On Tuesday, July 26, several WSWNE members met at the Yale Center for British Art in New Haven, CT. We had also planned on visiting the Irish Hunger Museum in Hamden, CT but found out a few weeks earlier that it was closed this summer for renovations. Eight members met in the lobby of the Art Center, and we toured at our own leisure, immersed in the art, looking for Welsh artists and Welsh landscapes. One such painting was this one on the right, by Welsh artist Richard Wilson (1714-1782) depicting Dinas Bran, “View near Wynnstay, the seat of Sir Watkin Williams Wynn, BT”.
Another painting, seen below, by John Martin (1789-1854) titled ”The Bard”. The description noted that English King Edward 1 “was said to have ordered the massacre of all the Welsh Bards. Following Thomas Gray’s treatment of the legend in his celebrated poem “The Bard: A Pinnacle Ode” (1757), John Martin shows the sole survivor clutching his hair while cursing the king and his army before hurling himself to his death from a rocky crag”. An Austrian poet in 1857 named Arany, wrote a preface to his own poem: “The historians doubt it, but it strongly stands in the legend that Edward I of England sent 500 Welsh bards to the stake after his victory over the Welsh (1277) to prevent them from arousing the country and destroying English rule by telling of the glorious past of their nation.”

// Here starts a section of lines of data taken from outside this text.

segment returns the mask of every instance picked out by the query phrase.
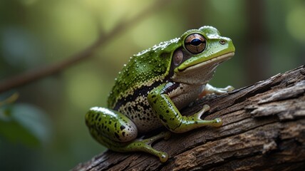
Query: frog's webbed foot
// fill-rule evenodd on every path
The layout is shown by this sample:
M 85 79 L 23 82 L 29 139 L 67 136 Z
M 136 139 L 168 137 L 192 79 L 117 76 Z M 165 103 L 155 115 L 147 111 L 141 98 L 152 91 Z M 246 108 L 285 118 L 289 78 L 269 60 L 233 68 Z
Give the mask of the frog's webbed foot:
M 200 123 L 205 124 L 206 125 L 210 125 L 212 127 L 220 127 L 222 125 L 222 119 L 217 118 L 214 120 L 201 120 L 200 118 L 206 111 L 210 110 L 210 106 L 208 105 L 205 105 L 203 108 L 196 114 L 194 115 L 194 118 L 200 120 Z
M 225 94 L 228 92 L 233 90 L 234 88 L 231 86 L 228 86 L 225 88 L 215 88 L 210 84 L 207 84 L 205 86 L 203 91 L 200 95 L 200 98 L 202 98 L 206 95 L 215 93 L 217 95 Z
M 161 138 L 168 140 L 170 137 L 170 132 L 162 132 L 153 137 L 144 139 L 144 140 L 135 140 L 130 142 L 125 147 L 126 148 L 131 150 L 131 151 L 142 151 L 146 152 L 153 155 L 155 155 L 160 158 L 162 162 L 165 162 L 168 160 L 168 155 L 165 152 L 157 151 L 155 150 L 151 145 L 152 144 Z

Elihu Yale, a benefactor of the Collegiate School in the Colony of Connecticut (founded 1701) which was renamed Yale College in his honor, was born in Boston, but returned to London with his parents at age three, where he was educated. His ancestry can be traced back to the family home of Llandegla, Denbighshire, Wales. Yale is the English spelling of the name Iâl. Elihu amassed a fortune working for the East India Company, returning to England in 1699. He spent much of his time at his father’s house “Plas Grono” near Wrexham. In 1781, Yale was asked for help in funding the College in Connecticut. Yale sent 417 books, a portrait of King George 1 and nine “bales of goods”. In gratitude, the school was renamed in his honor and it became Yale College. Elihu Yale is buried at St. Giles Church in Wrexham, Wales. There is also a Coleg Iâl (Yale College) in Wrexham, Denbighshire.